Author One-on-One: Jeff Abbott and Harlan Coben In this Amazon.com exclusive, author Jeff Abbott is interviewed by thriller writer Harlan Coben about Adrenaline, characters with dark secrets, and how films influence the writing process.
Harlan Coben: Let's get right to it. You’ve created a new, iconic (or soon-to-be iconic) character in Sam Capra with the plan to turn this into a series: Why?
Jeff Abbott: My last four novels were standalone thrillers, but I had readers asking me every time if the main characters in those books would launch a series. So I decided I wanted to take what I'd learned in writing standalones--interesting (I hope) characters and lots of action and high emotional stakes--and apply it to a series. Sam Capra is a bit different from other suspense series heroes: he's younger (at 26), he's a husband and about-to-be father, and he's an ex-spy who can now operate free of agency rules and find his own dangers and challenges.
Harlan Coben: Did you choose to have Sam own bars just so you could travel the world and call it research? Because if you did, you're an evil genius and I want in.
Jeff Abbott: Well, an ex-spy needs a job, and I thought: what if Sam owned a lot of bars around the world? He could be like a globetrotting Rick Blaine, from Casablanca. I can instantly put Sam anywhere in the world, and I can introduce an interesting new cast in each book--or I can revisit characters and settings from earlier books. Bars are perfect places for lives to collide and intrigue to arise.

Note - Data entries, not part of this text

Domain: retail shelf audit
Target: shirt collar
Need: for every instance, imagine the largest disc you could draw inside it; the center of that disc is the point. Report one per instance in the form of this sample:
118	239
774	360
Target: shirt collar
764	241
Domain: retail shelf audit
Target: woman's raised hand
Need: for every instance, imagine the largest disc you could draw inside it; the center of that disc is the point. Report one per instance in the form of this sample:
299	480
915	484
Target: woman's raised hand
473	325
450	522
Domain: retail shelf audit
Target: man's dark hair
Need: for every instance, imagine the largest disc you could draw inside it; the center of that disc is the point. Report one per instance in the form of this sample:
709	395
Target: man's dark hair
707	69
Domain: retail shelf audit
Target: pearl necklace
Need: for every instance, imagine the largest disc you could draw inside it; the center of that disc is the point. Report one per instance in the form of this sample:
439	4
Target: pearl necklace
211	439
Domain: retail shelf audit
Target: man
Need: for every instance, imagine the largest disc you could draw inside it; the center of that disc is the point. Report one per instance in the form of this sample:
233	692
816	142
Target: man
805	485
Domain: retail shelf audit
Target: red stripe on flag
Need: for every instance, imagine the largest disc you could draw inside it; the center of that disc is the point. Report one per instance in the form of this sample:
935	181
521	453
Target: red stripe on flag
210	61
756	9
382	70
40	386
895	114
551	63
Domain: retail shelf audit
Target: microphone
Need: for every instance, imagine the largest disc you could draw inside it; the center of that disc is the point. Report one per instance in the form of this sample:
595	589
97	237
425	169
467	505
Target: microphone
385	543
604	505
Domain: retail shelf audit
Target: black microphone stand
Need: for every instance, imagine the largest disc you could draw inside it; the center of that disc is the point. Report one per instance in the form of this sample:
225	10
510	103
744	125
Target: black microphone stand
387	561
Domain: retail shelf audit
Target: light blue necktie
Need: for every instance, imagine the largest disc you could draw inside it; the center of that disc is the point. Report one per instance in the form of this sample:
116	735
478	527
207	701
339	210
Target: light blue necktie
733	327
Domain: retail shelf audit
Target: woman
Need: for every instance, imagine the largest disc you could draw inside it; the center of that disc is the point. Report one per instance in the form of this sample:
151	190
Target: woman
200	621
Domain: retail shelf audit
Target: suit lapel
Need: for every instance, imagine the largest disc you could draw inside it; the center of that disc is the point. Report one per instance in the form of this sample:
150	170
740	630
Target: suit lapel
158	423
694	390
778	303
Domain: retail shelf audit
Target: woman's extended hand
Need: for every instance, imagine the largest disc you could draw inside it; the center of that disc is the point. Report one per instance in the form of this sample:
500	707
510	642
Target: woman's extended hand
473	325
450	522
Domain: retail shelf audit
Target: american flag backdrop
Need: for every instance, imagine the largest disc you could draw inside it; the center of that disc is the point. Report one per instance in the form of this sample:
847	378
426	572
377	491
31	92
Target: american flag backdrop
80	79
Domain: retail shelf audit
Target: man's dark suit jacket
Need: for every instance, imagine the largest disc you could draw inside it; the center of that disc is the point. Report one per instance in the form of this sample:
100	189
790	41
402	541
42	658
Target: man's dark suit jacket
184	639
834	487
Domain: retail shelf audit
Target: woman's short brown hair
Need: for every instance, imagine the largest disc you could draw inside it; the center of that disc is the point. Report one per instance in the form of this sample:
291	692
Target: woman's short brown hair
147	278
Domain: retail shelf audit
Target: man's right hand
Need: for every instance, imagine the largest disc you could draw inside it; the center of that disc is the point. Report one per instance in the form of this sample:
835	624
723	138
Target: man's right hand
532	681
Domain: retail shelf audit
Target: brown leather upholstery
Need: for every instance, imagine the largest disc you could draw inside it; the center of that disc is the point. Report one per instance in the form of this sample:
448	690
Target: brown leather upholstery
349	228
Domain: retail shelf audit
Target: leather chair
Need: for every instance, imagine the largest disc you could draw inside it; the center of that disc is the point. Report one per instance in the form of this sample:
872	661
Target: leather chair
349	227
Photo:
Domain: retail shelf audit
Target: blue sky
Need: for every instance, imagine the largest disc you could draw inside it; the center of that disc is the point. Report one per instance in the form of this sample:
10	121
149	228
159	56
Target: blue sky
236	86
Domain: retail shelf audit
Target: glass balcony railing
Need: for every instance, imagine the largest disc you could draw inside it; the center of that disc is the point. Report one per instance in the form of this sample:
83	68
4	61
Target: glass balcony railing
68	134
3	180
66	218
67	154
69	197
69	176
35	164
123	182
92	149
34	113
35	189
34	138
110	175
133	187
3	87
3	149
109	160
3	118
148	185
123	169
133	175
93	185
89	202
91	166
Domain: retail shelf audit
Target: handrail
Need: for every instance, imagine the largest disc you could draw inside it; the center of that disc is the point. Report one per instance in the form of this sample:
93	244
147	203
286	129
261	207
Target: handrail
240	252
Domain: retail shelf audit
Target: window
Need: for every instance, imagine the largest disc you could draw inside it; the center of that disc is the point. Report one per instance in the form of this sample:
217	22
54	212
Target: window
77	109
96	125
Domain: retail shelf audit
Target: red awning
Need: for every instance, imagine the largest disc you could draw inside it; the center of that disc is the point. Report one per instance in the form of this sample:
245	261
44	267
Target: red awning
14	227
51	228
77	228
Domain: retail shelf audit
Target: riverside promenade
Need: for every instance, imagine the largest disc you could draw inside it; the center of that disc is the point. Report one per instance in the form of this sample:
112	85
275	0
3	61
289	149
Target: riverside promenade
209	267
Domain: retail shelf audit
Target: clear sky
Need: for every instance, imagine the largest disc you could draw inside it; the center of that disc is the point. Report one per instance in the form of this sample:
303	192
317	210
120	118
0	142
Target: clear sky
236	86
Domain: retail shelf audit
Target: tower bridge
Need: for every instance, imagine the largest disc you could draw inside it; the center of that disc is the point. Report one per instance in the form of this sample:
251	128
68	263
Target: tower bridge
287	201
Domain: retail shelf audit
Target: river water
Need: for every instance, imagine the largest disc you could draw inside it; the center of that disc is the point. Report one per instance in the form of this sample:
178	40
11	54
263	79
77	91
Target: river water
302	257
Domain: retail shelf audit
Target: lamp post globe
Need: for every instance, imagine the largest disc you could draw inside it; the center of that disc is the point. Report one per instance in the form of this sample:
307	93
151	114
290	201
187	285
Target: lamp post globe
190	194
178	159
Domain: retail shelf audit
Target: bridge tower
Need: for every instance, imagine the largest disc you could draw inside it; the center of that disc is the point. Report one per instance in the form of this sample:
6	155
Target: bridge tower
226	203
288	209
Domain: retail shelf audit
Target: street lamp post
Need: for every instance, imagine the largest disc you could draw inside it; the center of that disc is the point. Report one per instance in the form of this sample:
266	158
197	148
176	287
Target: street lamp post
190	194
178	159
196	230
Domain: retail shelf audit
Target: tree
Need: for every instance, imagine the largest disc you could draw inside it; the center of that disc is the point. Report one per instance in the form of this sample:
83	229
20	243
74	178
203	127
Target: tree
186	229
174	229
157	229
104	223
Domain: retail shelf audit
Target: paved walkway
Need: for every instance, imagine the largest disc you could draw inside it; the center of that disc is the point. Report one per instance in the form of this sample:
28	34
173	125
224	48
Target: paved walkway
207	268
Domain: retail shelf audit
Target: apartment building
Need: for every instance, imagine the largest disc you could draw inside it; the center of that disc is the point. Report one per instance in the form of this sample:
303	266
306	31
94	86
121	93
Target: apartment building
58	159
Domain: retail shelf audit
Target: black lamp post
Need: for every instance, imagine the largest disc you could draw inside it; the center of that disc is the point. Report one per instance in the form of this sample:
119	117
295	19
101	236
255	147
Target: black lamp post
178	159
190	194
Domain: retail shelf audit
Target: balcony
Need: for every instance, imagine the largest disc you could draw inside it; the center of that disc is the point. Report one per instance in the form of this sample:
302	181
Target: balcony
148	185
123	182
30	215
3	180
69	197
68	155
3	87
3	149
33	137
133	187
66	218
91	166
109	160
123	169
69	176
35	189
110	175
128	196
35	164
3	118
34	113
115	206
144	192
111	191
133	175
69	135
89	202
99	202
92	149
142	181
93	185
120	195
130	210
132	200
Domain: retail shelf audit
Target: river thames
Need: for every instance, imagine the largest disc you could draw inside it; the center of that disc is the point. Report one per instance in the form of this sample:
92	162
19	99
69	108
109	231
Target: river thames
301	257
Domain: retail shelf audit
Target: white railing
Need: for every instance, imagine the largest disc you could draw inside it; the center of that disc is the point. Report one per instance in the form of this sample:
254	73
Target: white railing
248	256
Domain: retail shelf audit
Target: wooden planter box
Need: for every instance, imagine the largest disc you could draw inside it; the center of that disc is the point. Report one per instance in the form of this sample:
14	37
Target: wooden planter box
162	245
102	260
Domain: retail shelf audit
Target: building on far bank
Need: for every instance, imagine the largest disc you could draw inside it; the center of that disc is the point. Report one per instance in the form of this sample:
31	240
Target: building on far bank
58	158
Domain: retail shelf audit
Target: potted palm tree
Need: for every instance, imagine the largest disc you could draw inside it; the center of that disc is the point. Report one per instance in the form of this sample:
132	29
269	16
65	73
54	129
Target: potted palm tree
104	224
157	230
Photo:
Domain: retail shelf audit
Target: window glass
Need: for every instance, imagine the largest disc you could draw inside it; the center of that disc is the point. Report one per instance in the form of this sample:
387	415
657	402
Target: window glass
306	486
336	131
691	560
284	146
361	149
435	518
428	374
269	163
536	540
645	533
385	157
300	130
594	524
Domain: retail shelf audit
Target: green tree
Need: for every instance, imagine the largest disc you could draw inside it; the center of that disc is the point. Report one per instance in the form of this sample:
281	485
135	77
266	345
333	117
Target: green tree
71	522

And bars give us a way to connect personally, face to face, not in the digital way we all seem to find each other now. Unexpectedly cool: my readers sent me over thirty suggestions when I asked them, via my blog, to recommend their favorite London bars, and I visited several of those fine establishments. A hardy band from my British publisher bravely accompanied me on this quest. It's great how everyone volunteers to help me with this kind of research.
Harlan Coben: On the surface, Adrenaline (apt title, by the way) may be an international spy thriller--but what sets it apart, methinks, is that it is really a novel about family. You agree?
Jeff Abbott: You and I have always written about family and the secrets they hold. I know we are both very close to our families, and there was a long stretch in crime fiction where it seemed to be required that the main character be alienated from family. At the beginning of Adrenaline, Sam's seven-months pregnant wife vanishes, and Sam is accused of being a traitor and has to go on the run to find her. All he wants is his family back, and to know the truth about his wife: did she betray him, or was she taken from him? He needs to know if his family is based on love or on a lie. There is no greater emotional dynamite than family.
Harlan Coben: You know I love the partner in series fiction--Sherlock-Watson, Batman-Robin, Spenser-Hawk-- and you gave Sam a very strong one in Mila. She's, um, intense. Can you fill us in?
Jeff Abbott: So often the partner is the best friend to the hero--but Sam knows virtually nothing about Mila except what whisky she drinks and that she can help him find his family. She's tough and smart but she seems very alone in the world. A big part of the series will be finding out about her and her past; I love writing her scenes, for me it's often like a blurred photograph slowly coming into focus.
Harlan Coben: Because I’m always interested in the answer, let’s do the writer's chicken-egg question--which comes first, characters or plot?
Jeff Abbott: Usually for me, it's character, because every decision the characters make drives the plot. But if I think of an interesting situation first, a 'what if' that grabs me, and then can people it with characters I want to know more about, then that's fine, too. I don't think it always has to be one before the other.
Harlan Coben: You and I love to discuss (argue?) movies. We are often asked about literary influences, so let me turn that around a bit. Do films ever influence your writing?
Jeff Abbott: I never imagine the books as films, but I do tend to build the story in three acts, the way most movies are structured. If I get stuck on a book, I like to watch a good movie: a Hitchcock film, or a classic suspense film like Marathon Man or Chinatown. The story can be vastly different from what I'm writing, but just seeing the strong structure underlying the movie's story seems to clear my head and then I'm ready to go back to work.